3.7.6. Application of the LLMs in Real-World Healthcare and Medical Settings
The 58 articles that Li et al. reviewed are all experimental reports [
30]. Many reported studies are centered on the relatively straightforward tasks of multiple-choice medical question-answering [
6,
15,
16,
18], and none have reported on the actual deployment of ChatGPT in clinical settings. This absence reflects the evidence-based and rigorous nature of healthcare and medicine, where any technological implementation must be robustly designed, developed, and thoroughly tested before being employed by healthcare providers and consumers. Meanwhile, society’s heightened awareness of potential AI-associated risks, including bias, ethical considerations, and disinformation, cannot be overlooked [
34].
With large volumes of free-text data available, LLM and generative AI demonstrate promising potential in healthcare applications [
35]. The path forward necessitates further empirical studies to authenticate the efficacy of LLMs in practical healthcare and medical settings [
16]. One key challenge in the clinical realm is the accurate collection and synthesis of patient information into assessments and care plans [
6], making the creation of benchmark tasks reflecting genuine clinical duties and workflow an imperative avenue for upcoming research. Building on this, more randomized trials need to be conducted to appraise the utility of AI assistants in enhancing clinician–patient communication, alleviating clinician burnout, and improving patient outcomes [
44].
4. Conclusions
This article examines the transformative potential of generative AI and LLMs in healthcare and medicine. It delves into the foundational mechanisms, diverse applications, learned insights, and the ethical and legal considerations associated with these technologies, highlighting the unique role of RLHF in model development. A limitation of this scoping review is its non-exhaustive nature, as it does not conduct a comprehensive, systematic appraisal of all the extant literature during the specific time period. The inclusion of numerous papers from arXiv that have not undergone rigorous peer review could potentially reduce the research’s rigor.

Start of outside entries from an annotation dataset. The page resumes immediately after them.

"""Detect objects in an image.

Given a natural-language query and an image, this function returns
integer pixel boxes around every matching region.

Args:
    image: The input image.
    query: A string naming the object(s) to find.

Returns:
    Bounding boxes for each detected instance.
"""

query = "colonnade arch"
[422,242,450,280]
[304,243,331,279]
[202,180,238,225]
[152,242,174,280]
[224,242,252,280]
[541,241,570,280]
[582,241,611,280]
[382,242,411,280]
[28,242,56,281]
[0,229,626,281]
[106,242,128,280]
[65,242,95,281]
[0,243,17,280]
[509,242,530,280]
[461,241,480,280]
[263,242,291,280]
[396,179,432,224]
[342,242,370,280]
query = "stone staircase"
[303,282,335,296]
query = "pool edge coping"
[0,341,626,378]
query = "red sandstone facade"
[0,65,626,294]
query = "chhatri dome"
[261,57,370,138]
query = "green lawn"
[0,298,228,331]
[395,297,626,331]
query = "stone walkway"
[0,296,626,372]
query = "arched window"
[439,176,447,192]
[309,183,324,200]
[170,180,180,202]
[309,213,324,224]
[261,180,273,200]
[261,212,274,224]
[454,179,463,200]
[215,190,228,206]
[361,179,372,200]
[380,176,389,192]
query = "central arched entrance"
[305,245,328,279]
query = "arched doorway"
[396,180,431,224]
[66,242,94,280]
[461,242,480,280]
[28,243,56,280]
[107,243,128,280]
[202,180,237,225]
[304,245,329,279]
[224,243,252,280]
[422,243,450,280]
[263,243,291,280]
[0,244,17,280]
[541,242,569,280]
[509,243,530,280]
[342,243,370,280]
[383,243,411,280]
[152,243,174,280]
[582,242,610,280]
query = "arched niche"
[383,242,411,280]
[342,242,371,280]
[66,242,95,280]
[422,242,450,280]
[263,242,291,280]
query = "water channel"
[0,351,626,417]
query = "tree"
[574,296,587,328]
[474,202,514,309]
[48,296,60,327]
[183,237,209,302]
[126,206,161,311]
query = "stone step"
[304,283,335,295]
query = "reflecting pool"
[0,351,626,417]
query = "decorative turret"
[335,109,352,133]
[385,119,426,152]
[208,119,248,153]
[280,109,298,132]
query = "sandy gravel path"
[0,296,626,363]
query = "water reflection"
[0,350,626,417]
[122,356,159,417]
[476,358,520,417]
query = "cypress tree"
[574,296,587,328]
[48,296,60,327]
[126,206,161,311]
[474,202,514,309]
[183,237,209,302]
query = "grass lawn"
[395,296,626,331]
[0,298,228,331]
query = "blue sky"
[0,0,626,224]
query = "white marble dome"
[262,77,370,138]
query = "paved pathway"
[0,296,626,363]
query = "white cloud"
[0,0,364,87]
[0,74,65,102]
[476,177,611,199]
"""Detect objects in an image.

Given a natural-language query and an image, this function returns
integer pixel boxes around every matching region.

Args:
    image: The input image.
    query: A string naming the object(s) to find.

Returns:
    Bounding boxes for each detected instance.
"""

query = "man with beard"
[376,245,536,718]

Unlike traditional rule-based AI, these contemporary technologies empower domain experts and necessitate collaborative co-design process involving both clinicians and consumers. Global efforts are centered on exploring numerous opportunities and challenges in areas such as ethics, transparency, legal implications, safety, and bias mitigation. The promise for improving healthcare quality, safety, and efficiency is significant. Healthcare organizations should actively engage with these technologies while upholding ethical standards.